La Chiesa in passato ha fatto un grande danno, dicendo che dovevi essere puro per avvicinarti. Ma Gesù dice: tu partecipi, e quella partecipazione, quel prendere il pane che è Gesù che si fa alimento, ti impegna ad amare gli altri. In questo dinamismo d’amore c’è la tua purificazione. E poi, Dio non ama le persone per i loro meriti, ma per i loro bisogni. L’Eucaristia non la ricevi perché la meriti, ma perché ne hai bisogno.
(…) Le nostre celebrazioni domenicali dovrebbero far uscire le persone più felici di quando sono entrate. Nella nostra chiesa ormai vengono persone che vivono insieme, omosessuali, divorziati: è la norma. Io il mese prossimo festeggio 50 anni di sacerdozio. Già 50 anni fa davo la comunione a tutti, anche a categorie per cui era proibito. Non ho mai rifiutato la carezza di Dio a nessuno, perché non ne sono il padrone. Io devo essere quella carezza.

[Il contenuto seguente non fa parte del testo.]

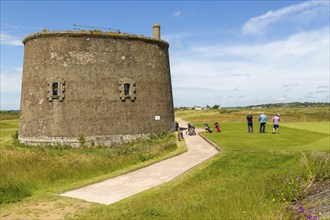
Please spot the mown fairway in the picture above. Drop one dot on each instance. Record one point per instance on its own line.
(256, 176)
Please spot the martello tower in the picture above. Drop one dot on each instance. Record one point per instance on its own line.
(107, 86)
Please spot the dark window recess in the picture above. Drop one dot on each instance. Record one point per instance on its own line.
(126, 88)
(56, 89)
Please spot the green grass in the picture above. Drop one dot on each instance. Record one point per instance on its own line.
(254, 177)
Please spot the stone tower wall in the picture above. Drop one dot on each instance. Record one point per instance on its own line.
(91, 70)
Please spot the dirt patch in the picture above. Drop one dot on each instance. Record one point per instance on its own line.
(316, 203)
(43, 208)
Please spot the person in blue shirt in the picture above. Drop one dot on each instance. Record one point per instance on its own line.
(263, 119)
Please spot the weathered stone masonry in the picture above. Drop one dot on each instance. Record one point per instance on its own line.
(109, 87)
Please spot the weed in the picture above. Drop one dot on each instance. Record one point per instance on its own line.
(82, 140)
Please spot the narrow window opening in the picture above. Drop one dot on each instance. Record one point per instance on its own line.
(126, 88)
(55, 89)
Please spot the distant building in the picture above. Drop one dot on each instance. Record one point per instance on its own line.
(106, 86)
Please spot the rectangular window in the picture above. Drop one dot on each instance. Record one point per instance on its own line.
(126, 88)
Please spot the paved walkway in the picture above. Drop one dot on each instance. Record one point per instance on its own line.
(118, 188)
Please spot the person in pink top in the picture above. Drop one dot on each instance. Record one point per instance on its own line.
(276, 123)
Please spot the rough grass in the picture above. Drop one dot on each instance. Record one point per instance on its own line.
(255, 177)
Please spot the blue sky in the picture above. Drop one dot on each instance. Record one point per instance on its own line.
(228, 53)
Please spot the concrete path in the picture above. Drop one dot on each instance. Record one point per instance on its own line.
(118, 188)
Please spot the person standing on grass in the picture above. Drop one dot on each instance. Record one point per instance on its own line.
(263, 119)
(276, 124)
(249, 119)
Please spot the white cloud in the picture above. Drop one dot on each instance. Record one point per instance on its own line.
(284, 70)
(6, 39)
(298, 13)
(11, 81)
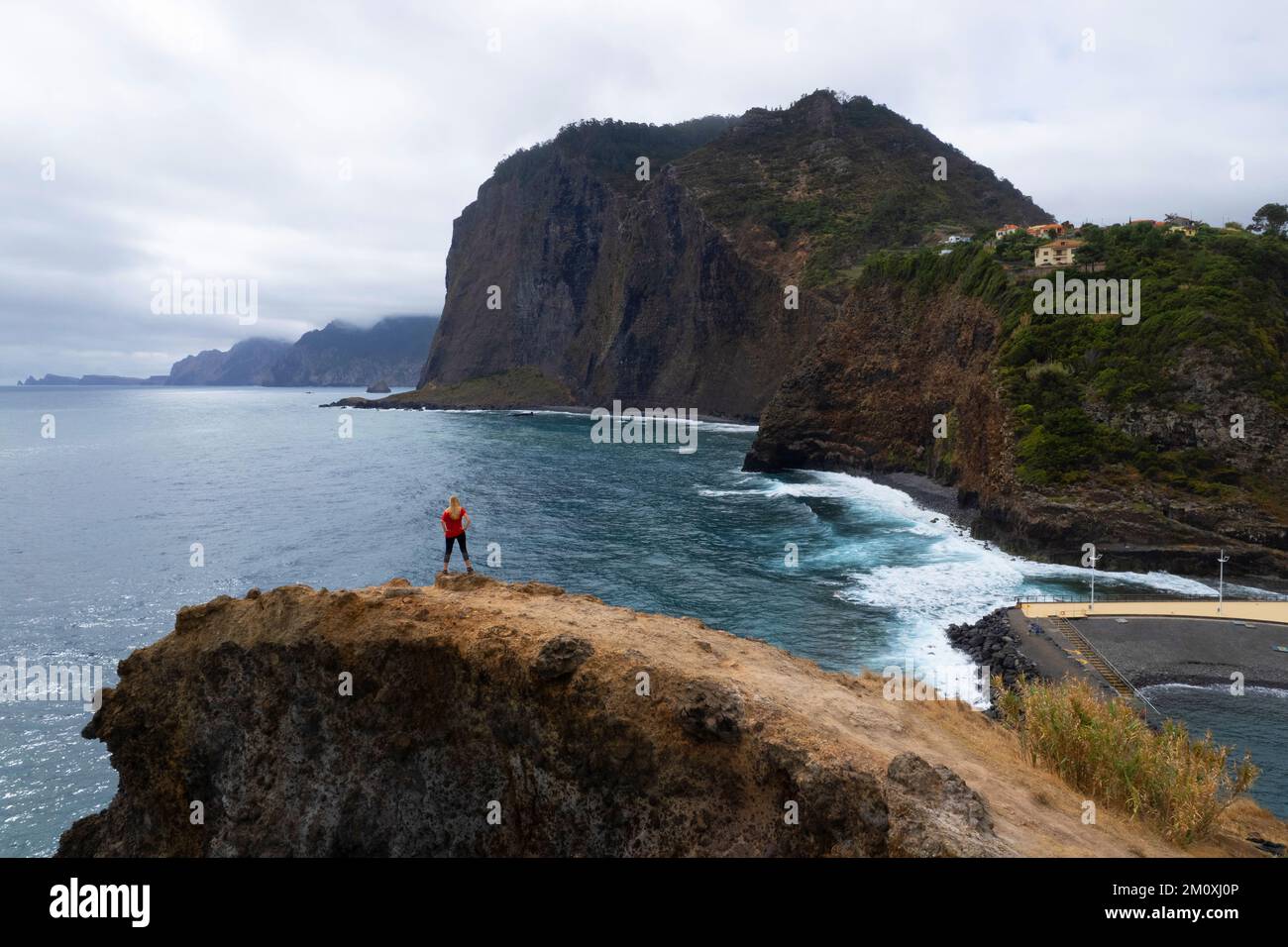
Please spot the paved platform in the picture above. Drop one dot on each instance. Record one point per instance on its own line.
(1158, 650)
(1267, 611)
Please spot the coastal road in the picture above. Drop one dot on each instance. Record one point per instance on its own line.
(1149, 650)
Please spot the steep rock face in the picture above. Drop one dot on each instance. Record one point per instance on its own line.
(867, 397)
(579, 728)
(612, 295)
(249, 363)
(671, 290)
(393, 351)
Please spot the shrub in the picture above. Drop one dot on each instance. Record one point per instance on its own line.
(1106, 749)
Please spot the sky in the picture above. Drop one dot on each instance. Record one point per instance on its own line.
(316, 154)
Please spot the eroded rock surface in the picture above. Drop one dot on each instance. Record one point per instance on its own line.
(477, 718)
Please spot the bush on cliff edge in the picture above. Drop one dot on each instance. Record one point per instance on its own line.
(1106, 749)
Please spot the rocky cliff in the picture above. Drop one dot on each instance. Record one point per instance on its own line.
(476, 718)
(670, 290)
(391, 351)
(249, 363)
(1061, 431)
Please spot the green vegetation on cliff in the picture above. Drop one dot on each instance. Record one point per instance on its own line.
(1214, 309)
(835, 178)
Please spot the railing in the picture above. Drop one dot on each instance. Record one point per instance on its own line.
(1144, 596)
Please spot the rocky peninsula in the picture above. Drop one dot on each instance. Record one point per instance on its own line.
(478, 718)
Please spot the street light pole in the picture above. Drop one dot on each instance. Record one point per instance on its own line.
(1220, 586)
(1094, 561)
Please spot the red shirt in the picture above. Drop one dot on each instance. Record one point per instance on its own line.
(455, 527)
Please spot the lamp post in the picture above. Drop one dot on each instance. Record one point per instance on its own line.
(1094, 561)
(1220, 585)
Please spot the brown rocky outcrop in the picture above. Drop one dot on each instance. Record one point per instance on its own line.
(476, 718)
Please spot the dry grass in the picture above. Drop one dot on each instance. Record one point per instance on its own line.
(1106, 749)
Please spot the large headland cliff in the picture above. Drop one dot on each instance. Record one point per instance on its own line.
(477, 718)
(789, 265)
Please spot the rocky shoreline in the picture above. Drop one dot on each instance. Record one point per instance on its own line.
(992, 642)
(478, 718)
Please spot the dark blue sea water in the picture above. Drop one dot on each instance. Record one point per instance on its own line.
(95, 553)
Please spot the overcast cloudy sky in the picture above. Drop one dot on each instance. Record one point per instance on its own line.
(323, 149)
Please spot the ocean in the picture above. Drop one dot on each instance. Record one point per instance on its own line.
(149, 499)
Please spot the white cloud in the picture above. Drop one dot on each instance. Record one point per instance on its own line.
(209, 137)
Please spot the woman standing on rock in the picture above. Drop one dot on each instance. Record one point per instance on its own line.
(456, 521)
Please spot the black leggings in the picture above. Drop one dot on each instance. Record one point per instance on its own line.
(447, 553)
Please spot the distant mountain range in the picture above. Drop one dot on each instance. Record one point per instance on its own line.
(340, 355)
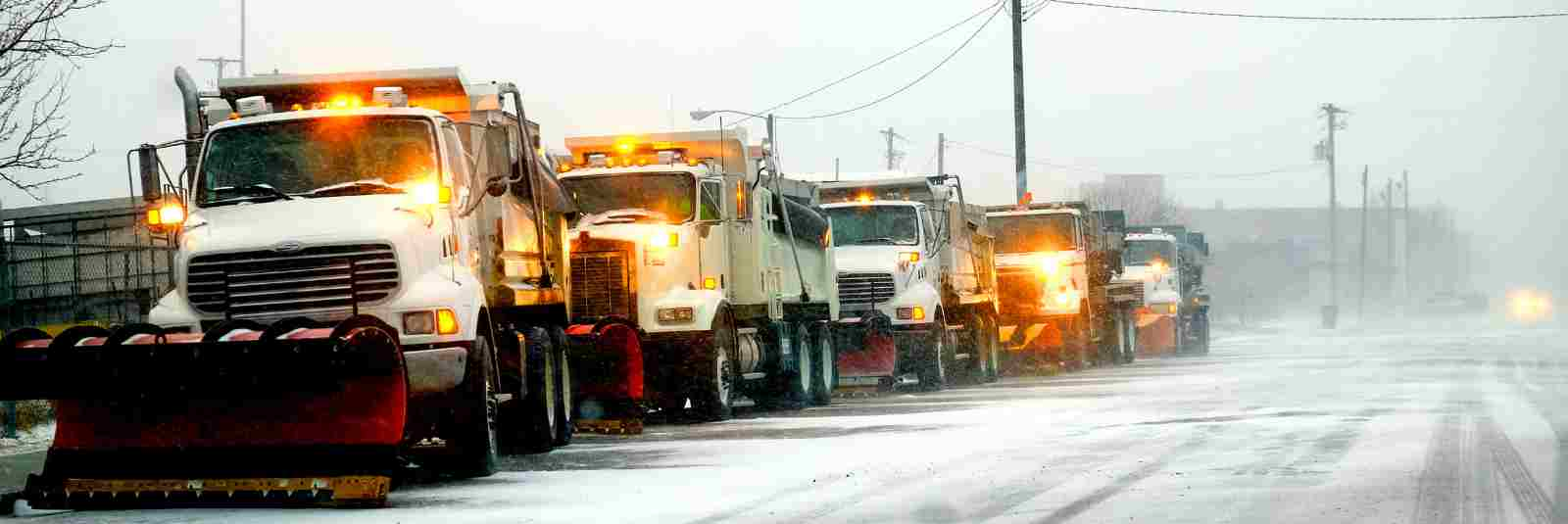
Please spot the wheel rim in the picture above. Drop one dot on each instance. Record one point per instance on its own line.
(941, 349)
(566, 391)
(491, 409)
(721, 374)
(804, 375)
(827, 362)
(549, 390)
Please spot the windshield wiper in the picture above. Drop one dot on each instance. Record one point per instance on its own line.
(357, 189)
(875, 240)
(253, 193)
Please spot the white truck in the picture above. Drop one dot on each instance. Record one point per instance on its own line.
(410, 198)
(1175, 314)
(914, 263)
(686, 248)
(1055, 273)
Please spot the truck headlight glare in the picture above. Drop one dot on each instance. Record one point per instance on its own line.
(674, 314)
(419, 322)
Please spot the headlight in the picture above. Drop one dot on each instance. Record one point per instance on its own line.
(430, 193)
(1050, 265)
(663, 239)
(674, 314)
(430, 322)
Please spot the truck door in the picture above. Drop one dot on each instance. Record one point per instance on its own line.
(712, 236)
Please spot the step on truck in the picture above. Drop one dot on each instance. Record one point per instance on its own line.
(916, 283)
(1055, 267)
(1168, 261)
(695, 279)
(368, 276)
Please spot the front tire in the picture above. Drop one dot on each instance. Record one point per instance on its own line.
(564, 390)
(799, 385)
(541, 421)
(477, 438)
(715, 374)
(827, 374)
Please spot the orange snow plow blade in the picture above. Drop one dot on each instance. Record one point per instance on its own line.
(1156, 334)
(245, 414)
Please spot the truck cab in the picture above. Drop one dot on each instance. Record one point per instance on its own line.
(885, 261)
(914, 267)
(684, 244)
(1042, 262)
(408, 197)
(1152, 258)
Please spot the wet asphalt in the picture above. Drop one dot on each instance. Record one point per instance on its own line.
(1440, 422)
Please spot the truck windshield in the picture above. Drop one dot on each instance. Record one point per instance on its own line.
(276, 161)
(1147, 252)
(659, 197)
(1034, 232)
(875, 224)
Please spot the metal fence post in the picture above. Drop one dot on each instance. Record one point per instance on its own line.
(8, 408)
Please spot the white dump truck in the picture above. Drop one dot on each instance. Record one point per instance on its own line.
(1057, 279)
(686, 248)
(368, 268)
(914, 265)
(1168, 261)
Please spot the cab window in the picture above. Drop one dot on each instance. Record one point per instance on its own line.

Già 25-30 anni fa ho benedetto la prima unione. È stato bellissimo. Lo faccio ancora, in maniera riservata, non per nasconderci, ma perché la società non è ancora all’altezza di capire questo amore e potrebbe sporcarlo.
Ricordo il rito, dicevo “Il Signore, quando ti ha creato, ha pensato: cosa posso fare per renderlo ancora più felice? E ti ha fatto incontrare questa persona. È il regalo di Dio per la tua felicità. Custodiscila come l’oro che più passa il tempo e più acquista valore”.
Ecco, questo significa trasmettere la buona notizia. Nessuno si può sentire escluso.